As a young boy, Tian was the sort of precocious, argumentative child who draws knowing nods from aunties and uncles as they predict, “Lawyer, for sure.” As it turns out, family and friends weren’t wrong about the lawyer bit. He pursued a law degree at Northumbria University in the UK, not so much out of passion but as a sort of compliance with the hierarchy of approved professions in most Asian families: doctor, lawyer, engineer.
His parents were thrilled, but it turned out that law school wasn’t the golden ticket Tian had hoped for. Though he appreciated the degree’s prestige and networking opportunities, practicing law never factored into his plans. Still, the experience—studying in the UK, working odd jobs during the 2008 financial crisis—taught him resilience.
A world of retail and reinvention
Tian’s early career was a masterclass in adaptability. The year 2008 was not, as economists back then will tell you, a great time to graduate. Especially not in the UK, where jobs were scarce, even for locals, but Tian found work in retail, and then, later on, rising to a supervisory role in digital marketing.
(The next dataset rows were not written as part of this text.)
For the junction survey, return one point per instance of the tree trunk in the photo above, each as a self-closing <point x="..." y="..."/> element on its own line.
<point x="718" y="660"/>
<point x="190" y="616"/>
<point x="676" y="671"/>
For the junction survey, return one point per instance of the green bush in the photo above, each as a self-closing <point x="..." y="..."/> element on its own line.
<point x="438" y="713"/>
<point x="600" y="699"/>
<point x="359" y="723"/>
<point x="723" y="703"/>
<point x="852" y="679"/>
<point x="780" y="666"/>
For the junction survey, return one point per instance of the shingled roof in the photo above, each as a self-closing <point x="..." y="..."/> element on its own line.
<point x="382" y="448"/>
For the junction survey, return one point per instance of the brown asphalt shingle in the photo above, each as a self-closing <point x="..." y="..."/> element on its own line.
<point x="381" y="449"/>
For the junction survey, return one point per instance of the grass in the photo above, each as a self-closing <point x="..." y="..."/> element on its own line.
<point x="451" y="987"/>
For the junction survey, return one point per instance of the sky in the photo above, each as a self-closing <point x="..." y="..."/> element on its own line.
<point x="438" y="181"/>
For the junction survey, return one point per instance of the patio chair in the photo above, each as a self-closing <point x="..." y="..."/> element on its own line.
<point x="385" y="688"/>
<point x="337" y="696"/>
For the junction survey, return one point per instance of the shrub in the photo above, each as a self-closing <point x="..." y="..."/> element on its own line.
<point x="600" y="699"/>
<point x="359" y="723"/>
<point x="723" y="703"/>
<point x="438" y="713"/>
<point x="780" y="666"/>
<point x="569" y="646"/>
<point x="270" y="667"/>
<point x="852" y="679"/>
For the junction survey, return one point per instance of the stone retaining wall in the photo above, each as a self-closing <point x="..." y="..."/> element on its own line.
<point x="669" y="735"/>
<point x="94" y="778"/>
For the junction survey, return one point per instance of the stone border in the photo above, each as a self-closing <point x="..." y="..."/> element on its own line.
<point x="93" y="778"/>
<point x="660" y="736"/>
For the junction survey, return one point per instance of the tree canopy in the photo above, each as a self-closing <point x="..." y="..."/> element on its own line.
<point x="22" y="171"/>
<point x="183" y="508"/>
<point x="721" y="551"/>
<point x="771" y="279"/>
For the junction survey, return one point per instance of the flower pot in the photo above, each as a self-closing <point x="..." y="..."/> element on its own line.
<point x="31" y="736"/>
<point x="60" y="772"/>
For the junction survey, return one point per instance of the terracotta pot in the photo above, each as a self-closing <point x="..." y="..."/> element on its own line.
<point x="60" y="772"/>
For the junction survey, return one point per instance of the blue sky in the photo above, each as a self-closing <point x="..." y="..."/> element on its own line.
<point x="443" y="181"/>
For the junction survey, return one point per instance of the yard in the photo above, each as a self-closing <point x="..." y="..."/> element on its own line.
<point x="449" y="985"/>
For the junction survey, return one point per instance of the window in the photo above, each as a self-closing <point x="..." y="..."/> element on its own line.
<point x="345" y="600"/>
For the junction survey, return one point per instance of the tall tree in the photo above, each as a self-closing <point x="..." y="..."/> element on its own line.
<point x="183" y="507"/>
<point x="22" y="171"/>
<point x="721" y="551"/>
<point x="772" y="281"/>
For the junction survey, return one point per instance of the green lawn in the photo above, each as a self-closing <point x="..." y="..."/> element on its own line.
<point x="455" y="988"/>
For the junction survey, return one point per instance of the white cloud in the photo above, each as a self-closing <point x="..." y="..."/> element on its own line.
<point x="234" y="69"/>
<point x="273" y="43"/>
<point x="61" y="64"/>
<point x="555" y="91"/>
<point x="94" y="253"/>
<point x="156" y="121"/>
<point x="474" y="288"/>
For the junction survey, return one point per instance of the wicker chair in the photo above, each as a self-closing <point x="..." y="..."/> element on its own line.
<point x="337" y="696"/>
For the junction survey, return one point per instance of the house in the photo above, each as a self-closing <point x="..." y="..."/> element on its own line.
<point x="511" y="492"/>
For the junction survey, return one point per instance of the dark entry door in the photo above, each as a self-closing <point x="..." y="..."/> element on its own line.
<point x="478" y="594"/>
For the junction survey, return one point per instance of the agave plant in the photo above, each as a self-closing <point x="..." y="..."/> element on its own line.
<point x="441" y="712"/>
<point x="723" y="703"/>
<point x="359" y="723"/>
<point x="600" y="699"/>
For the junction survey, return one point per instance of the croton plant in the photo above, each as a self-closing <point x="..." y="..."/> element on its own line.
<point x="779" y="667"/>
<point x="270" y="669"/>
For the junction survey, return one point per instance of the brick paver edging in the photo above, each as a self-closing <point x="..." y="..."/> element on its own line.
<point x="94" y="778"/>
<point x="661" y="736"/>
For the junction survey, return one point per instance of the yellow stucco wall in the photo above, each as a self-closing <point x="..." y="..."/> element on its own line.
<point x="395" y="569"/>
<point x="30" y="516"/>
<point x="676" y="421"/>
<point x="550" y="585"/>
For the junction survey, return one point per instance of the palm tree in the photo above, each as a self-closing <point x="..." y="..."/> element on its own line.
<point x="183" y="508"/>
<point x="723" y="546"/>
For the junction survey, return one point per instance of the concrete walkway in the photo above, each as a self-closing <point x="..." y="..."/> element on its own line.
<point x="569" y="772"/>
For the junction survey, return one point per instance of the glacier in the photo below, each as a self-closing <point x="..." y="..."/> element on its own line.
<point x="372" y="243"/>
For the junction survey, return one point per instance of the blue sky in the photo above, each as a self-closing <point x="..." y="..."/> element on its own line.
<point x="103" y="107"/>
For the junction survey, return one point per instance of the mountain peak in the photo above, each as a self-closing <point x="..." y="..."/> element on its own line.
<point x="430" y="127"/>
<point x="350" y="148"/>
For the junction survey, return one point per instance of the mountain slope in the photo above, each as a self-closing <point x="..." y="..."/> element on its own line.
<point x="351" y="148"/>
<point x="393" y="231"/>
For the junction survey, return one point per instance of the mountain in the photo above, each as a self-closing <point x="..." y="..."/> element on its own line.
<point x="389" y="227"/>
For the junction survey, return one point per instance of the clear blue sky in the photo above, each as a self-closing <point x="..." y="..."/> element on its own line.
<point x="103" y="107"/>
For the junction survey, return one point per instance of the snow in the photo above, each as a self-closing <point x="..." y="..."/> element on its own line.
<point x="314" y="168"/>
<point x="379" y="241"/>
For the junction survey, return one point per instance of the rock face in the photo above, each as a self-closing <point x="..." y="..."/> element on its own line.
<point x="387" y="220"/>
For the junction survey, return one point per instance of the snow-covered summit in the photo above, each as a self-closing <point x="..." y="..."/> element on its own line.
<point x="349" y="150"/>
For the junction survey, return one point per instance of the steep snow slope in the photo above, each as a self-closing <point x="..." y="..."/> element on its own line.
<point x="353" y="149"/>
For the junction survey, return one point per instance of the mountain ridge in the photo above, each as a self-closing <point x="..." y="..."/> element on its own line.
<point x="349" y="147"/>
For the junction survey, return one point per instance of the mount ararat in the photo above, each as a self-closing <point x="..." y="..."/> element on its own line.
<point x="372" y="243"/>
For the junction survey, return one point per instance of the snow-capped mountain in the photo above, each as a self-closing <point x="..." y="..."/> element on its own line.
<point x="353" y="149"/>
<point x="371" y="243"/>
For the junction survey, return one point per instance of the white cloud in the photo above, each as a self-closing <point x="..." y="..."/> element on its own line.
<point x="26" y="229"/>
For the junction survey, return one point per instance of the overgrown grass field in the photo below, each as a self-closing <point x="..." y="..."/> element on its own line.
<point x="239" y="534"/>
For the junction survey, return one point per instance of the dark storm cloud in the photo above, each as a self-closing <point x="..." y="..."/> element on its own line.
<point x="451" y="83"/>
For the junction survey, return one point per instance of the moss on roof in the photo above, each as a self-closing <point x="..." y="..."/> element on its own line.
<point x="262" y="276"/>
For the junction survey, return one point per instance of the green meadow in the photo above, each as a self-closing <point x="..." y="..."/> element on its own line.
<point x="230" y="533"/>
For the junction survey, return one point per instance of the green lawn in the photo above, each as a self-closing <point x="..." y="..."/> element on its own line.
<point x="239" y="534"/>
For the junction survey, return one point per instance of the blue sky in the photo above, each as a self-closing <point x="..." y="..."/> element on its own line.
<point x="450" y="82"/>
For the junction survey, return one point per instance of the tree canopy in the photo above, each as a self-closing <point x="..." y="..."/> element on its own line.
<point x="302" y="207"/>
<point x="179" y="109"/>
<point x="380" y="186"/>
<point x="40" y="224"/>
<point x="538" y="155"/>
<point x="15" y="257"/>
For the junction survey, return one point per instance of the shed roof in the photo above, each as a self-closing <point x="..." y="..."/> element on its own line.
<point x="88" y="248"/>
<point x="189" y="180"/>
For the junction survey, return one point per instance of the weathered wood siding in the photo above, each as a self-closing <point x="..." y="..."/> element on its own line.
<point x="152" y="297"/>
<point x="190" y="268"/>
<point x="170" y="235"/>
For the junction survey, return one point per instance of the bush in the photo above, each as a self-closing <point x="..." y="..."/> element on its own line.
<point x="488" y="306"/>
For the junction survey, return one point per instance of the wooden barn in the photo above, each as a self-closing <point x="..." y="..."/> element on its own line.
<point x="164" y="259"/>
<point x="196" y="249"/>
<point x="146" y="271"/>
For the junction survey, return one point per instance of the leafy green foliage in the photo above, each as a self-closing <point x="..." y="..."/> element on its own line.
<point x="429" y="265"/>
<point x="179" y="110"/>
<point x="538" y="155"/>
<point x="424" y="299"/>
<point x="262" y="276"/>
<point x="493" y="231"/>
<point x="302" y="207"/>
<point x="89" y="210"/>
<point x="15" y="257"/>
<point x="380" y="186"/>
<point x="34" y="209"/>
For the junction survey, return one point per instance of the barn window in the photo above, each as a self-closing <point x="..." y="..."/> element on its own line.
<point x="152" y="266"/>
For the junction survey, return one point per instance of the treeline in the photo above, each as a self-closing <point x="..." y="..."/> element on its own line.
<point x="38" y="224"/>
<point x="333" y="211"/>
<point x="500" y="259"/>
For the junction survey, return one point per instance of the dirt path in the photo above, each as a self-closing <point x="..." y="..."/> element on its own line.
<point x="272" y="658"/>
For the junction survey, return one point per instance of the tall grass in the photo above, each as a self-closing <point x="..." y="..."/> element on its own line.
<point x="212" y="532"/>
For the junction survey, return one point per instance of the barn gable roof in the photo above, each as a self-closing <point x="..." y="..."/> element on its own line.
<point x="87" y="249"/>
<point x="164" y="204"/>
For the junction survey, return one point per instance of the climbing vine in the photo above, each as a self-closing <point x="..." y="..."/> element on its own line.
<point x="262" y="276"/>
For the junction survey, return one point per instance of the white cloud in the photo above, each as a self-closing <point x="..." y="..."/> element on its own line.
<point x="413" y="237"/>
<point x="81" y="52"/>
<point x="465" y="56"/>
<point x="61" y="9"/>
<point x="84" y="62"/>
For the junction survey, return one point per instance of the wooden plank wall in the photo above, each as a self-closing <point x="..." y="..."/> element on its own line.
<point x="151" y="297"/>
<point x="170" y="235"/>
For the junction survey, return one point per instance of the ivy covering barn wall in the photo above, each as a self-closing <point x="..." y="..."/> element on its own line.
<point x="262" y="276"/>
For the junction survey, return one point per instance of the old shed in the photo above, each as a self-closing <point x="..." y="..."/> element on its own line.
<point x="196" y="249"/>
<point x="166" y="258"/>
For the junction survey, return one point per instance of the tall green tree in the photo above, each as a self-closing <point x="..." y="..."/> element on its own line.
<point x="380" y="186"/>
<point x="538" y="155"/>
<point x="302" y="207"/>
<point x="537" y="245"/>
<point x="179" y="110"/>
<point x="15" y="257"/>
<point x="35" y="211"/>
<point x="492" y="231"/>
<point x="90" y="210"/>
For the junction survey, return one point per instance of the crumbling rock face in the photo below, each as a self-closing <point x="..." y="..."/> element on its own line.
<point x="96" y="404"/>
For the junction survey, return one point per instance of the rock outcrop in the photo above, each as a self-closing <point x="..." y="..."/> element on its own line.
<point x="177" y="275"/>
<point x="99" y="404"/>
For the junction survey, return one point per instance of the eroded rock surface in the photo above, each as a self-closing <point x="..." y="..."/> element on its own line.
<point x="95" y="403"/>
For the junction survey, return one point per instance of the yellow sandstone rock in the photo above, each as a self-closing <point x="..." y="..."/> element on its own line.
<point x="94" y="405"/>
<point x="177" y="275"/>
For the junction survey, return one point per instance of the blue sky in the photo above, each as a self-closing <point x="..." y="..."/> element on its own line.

But by the time he returned to Malaysia, the global crisis had cemented his interest in exploring entrepreneurial ventures closer to home. “I thought coming back to Malaysia was a good option, a good choice,” Tian says. “There’s a lot more opportunities, especially for starting up businesses.”
E-commerce was his first foray—selling items online from reject shops and flipping them on platforms like eBay UK. “It was the easiest way to make money during that time,” he recalls. Then came a coin-laundromat business, another lesson in operational management. “We had about 50 to 60 stores. I was doing everything—hands-on, running operations, managing people.”
These experiences—piecemeal, unglamorous—became the foundation for something much larger.